Thanksgiving Foods and Computer Programmers

As a software developer, what is your favorite thanksgiving food? It is a little-known fact that the dish you crave the most in late November tells a lot about you and your computer programming personality.

Turkey

As a turkey-loving programmer, you work faster and get more done than anybody else on your team. You quickly crank out features and leave the rest of the team in the dust. The problem is that you cut corners and leave a wake of bugs and problems for the rest of the team to sweep up. You don’t test your work. You implement features that weren’t asked for. And you certainly don’t use source control.

Mashed Potatoes

You crave mashed potatoes on the Thanksgiving table - and you are an old school, grizzled veteran who does everything the old fashioned way. Self-documenting code? Never heard of it. That fancy ORM library that’s been out for a few years? No way you’ll use it.
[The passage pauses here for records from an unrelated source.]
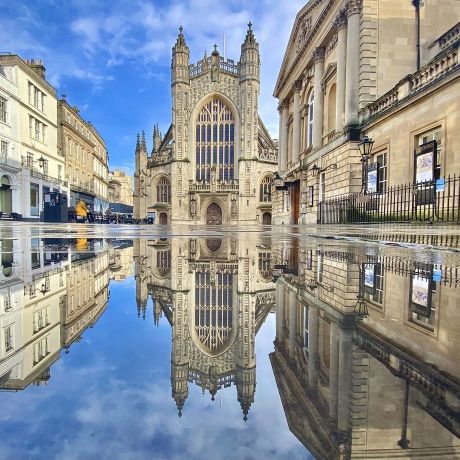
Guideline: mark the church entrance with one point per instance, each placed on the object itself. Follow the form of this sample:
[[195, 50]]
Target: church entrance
[[214, 214], [163, 218], [6, 197]]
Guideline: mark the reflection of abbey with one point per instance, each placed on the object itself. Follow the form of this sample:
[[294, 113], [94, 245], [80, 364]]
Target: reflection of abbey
[[385, 387], [215, 163], [49, 295], [215, 294]]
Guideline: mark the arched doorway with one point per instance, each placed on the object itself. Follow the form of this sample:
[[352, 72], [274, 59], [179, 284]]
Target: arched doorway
[[267, 218], [214, 214], [163, 218], [6, 197]]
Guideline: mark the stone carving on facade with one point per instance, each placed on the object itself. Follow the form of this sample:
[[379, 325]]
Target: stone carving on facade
[[304, 31]]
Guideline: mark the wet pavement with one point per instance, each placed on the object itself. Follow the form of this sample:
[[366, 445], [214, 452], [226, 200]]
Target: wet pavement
[[236, 343]]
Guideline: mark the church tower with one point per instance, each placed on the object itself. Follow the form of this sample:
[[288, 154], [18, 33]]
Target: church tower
[[216, 162]]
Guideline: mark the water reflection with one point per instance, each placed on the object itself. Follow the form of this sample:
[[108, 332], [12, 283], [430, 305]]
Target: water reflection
[[366, 337], [366, 353], [215, 297]]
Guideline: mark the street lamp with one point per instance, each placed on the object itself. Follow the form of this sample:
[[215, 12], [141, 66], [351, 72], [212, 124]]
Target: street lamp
[[365, 149]]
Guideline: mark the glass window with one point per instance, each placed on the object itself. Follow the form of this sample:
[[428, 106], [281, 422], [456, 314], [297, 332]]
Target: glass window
[[215, 142], [3, 110], [34, 199]]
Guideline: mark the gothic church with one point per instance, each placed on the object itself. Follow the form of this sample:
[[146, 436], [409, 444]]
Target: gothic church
[[215, 164]]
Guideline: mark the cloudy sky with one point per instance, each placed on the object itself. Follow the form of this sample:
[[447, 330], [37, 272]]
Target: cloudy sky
[[112, 59]]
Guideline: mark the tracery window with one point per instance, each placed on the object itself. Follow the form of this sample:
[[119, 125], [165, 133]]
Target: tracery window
[[215, 147], [213, 308], [164, 191], [265, 190]]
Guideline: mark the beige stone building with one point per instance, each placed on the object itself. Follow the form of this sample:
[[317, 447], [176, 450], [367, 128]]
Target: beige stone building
[[120, 188], [30, 163], [86, 158], [215, 293], [215, 163], [383, 387], [385, 69]]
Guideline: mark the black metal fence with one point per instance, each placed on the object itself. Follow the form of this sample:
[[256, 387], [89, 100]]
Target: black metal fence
[[424, 202]]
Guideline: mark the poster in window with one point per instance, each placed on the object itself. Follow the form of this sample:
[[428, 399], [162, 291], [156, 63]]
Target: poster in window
[[309, 259], [310, 195], [425, 161], [420, 294], [372, 178]]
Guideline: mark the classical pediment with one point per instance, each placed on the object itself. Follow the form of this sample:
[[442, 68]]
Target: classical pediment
[[302, 32]]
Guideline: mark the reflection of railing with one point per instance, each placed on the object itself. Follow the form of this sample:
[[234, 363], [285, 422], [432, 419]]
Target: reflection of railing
[[424, 201], [221, 186]]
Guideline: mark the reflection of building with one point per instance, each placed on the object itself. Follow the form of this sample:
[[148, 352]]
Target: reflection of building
[[120, 191], [215, 296], [30, 164], [353, 68], [121, 260], [86, 158], [215, 163], [47, 299], [387, 387]]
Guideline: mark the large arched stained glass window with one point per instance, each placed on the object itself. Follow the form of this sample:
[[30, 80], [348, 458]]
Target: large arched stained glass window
[[215, 146]]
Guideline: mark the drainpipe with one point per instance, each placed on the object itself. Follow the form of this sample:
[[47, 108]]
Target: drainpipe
[[416, 4]]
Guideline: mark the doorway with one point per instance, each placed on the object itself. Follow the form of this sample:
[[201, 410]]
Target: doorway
[[214, 214]]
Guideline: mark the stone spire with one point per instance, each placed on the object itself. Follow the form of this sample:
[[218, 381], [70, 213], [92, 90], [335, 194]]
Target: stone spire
[[180, 60]]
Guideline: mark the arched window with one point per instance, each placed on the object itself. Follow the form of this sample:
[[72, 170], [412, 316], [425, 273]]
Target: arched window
[[265, 190], [164, 191], [213, 308], [215, 147], [310, 119], [331, 107]]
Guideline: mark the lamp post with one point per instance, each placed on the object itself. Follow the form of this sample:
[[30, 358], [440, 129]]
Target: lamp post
[[365, 149]]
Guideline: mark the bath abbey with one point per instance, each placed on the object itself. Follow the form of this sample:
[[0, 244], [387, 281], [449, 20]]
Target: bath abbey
[[215, 164]]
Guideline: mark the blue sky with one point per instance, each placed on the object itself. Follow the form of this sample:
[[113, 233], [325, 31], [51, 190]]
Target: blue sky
[[112, 59]]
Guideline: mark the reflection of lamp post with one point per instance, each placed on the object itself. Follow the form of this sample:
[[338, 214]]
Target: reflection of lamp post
[[361, 310], [365, 149], [316, 170]]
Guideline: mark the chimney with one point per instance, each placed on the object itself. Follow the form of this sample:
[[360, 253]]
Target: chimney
[[37, 66]]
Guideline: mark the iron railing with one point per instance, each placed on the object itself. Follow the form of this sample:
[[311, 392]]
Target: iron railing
[[429, 201]]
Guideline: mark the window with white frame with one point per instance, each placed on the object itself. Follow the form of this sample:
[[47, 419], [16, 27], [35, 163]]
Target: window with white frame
[[41, 349], [41, 319], [433, 135], [8, 338], [3, 109], [3, 150]]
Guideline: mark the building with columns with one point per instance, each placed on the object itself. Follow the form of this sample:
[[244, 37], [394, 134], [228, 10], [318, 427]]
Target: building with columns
[[215, 163], [86, 158], [30, 163], [215, 293], [384, 386], [364, 67]]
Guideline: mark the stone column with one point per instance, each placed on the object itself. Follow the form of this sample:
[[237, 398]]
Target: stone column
[[284, 138], [352, 68], [318, 104], [334, 370], [280, 138], [341, 25], [296, 122], [313, 335], [345, 374], [292, 322], [280, 311]]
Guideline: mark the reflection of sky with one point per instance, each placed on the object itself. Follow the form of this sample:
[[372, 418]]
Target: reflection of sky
[[110, 397]]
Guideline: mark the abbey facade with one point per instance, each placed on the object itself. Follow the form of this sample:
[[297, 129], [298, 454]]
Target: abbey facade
[[215, 164]]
Despite your unwillingness to embrace anything that hasn’t been in a stable release for a few years, you write amazingly solid code and your features work 100% of the time.

Stuffing

You love the stuffing, and you sure know a lot about software development. For hours on end you utter complete paragraphs filled with nothing but programming buzz-words. Dependency injection. Mocking. ORM. Model-view-view-controller-view-model-model-controller-view. You fill up entire whiteboards with hypothetical architectures and new software designs that will save your development team months of time and lots of money. However, being a salty bread-crumb-eating programmer, you write about 10% as much code as anyone else on the team.

Cranberry Sauce

You don’t like to admit it, but cranberry sauce is what you secretly enjoy the most at Thanksgiving. And back at work you secretly get an unbelieavable amount of work done and everything you touch is a success. The problem is that you touch everything. That bug your co-worker has been looking at for the past two weeks? You fixed it last night. That reporting tool in the app your team didn’t have time for? You checked in that code over the weekend. You also decided to replace a few screens your other co-worker has been working on because you could do it better.

Pumpkin Pie

You like the pumpkin pie, and you know when good enough is good enough. You strive to produce some of the worst code on your projects in as much time as possible. Maybe it’s job security, maybe it’s laziness. The bugs you produce in your code give you a reason to come in the next day for a paycheck. Nobody really wants to give you a challenging feature on the app, and you’re ok with that.